The finished dataset consists of 687 annotated Q/A pairs with the linked entity data from ReFinED, entity details from WikiData, and the (5-pass) crowd worker salience ratings. The 687 Q/A pairs contain 2113 entities (unique at the Q/A pair level), and the mean length of the question-answer text is just 190.6 characters and 32.9 words.
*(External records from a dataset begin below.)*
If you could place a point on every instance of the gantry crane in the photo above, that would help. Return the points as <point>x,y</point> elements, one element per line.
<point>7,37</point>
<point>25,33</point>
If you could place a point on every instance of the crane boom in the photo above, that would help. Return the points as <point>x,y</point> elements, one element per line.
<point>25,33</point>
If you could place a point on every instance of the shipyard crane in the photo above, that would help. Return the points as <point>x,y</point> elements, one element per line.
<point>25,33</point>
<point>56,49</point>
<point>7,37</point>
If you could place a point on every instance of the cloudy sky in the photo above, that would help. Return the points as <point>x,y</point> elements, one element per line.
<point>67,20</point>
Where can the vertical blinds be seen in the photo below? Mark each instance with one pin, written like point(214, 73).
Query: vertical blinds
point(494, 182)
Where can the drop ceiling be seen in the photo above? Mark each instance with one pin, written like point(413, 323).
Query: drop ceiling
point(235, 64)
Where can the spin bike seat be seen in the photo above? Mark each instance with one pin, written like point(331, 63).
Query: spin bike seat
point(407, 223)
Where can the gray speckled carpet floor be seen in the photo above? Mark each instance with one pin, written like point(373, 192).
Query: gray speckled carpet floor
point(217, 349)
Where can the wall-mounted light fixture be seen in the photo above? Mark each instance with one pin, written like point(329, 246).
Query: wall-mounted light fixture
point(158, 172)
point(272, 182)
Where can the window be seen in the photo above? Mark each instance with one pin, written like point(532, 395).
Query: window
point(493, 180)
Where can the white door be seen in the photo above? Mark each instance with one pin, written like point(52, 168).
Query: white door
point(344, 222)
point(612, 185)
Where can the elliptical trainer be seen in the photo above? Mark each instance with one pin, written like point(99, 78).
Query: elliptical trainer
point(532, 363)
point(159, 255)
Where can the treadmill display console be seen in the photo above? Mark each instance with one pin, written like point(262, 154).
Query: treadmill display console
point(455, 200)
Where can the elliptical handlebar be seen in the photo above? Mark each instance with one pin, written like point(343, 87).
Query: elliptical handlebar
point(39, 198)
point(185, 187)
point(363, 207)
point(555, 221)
The distribution of the entity salience labels is significantly skewed towards salient entities with 1089 rated “High”, 535 rated “Moderate” and 489 rated “Low”. Additional details on the construction of the dataset can be found in our paper (TBD).

Statistics

mean std min max
characters 190.6 68.4 49 589
words 32.9 11.2 8 89

Table 1: Q/A pair context size

number of entities count
2 281
3 188
4 125
5 71
6 22

Table 2: Distribution of number of entities

median rating count
High 1089
Moderate 535
Low 489
Total 2113

Table 3: Distribution of ground truth labels

Contents

The dataset (wikiqa_salience.jsonl), in the JSON lines format, contains the following fields:

  • QuestionID: QuestionID from the original WikiQA dataset
  • SentenceID: SentenceID from the original WikiQA dataset
  • entities: a list of entity objects

Each entity object contains the following fields:

  • text: the mention text
  • category: the coarse mention type (from ReFinED)
  • predicted-entity-types: the predicted entity types
  • wikidata-entity-id: the WikiData entity ID
  • el-score: the ReFinED entity linking model confidence score
  • start-char: the start character of the mention text within the passage
  • end-char: the end character of the mention text within the passage
  • backend: the name of the entity linking model (i.e. "refined")
  • wikidata-entity-name: the canonical name of the entity in WikiData
  • wikidata-entity-description: a short textual description of the entity from WikiData
  • wikidata-entity-aliases: a list of aliases for the entity from WikiData
  • gt-rating-mean: the mean normalized numeric rating in the range [0, 1]
  • gt-rating-std: the standard deviation of the normalized numeric ratings.
  • gt-rating-median: the median normalized numeric rating in the range [0, 1]
  • gt-ratings-raw: a list of strings containing the ratings from each pass of annotation from the set {"High", "Moderate", "Low"}.
  • sum-first-section: Wikipedia page summary from the first section of the page
  • sum-noun-phrase-spacy: the first 100 noun-phrases from the article
  • sum-keywords-spacy: first 100 key phrases using Spacy
  • sum-keywords-rake: first 100 key phrases using Rake

Joining with the original WIKIQA dataset

The WikiQA-Salience dataset does not contain the question and answer pairs from the original WikiQA dataset only the extracted entities, enrichments from Wikidata/Wikipedia, and the ground truth labels. The datasets can be easily merge as described below, where WIKIQA_PATH point to the WikiQA.tsv file from the WikiQA corpus and the ENTITY_SALIENCE_DATA_PATH points to the wikiqa_salience.jsonl file from this dataset.

import pandas as pd
wikiqa_df = pd.read_csv(WIKIQA_PATH, sep="\t")
entities_df = pd.read_json(ENTITY_SALIENCE_DATA_PATH, lines=True)
joined_df = entities_df.join(wikiqa_df.set_index(["QuestionID", "SentenceID"]), on=["QuestionID", "SentenceID"], how="inner")

Security

See CONTRIBUTING for more information.

Cite

Please cite our paper if you use this dataset for your own research:

@inproceedings{
bullough2024,
title={Predicting Entity Salience in Extremely Short Documents},
author={Benjamin L. Bullough and Harrison Lundberg and Chen Hu and Weihang Xiao},
booktitle={The 2024 Conference on Empirical Methods in Natural Language Processing (Industry Track)},
year={2024}
}

License

This project is licensed under the CC-BY-SA 4.0 License.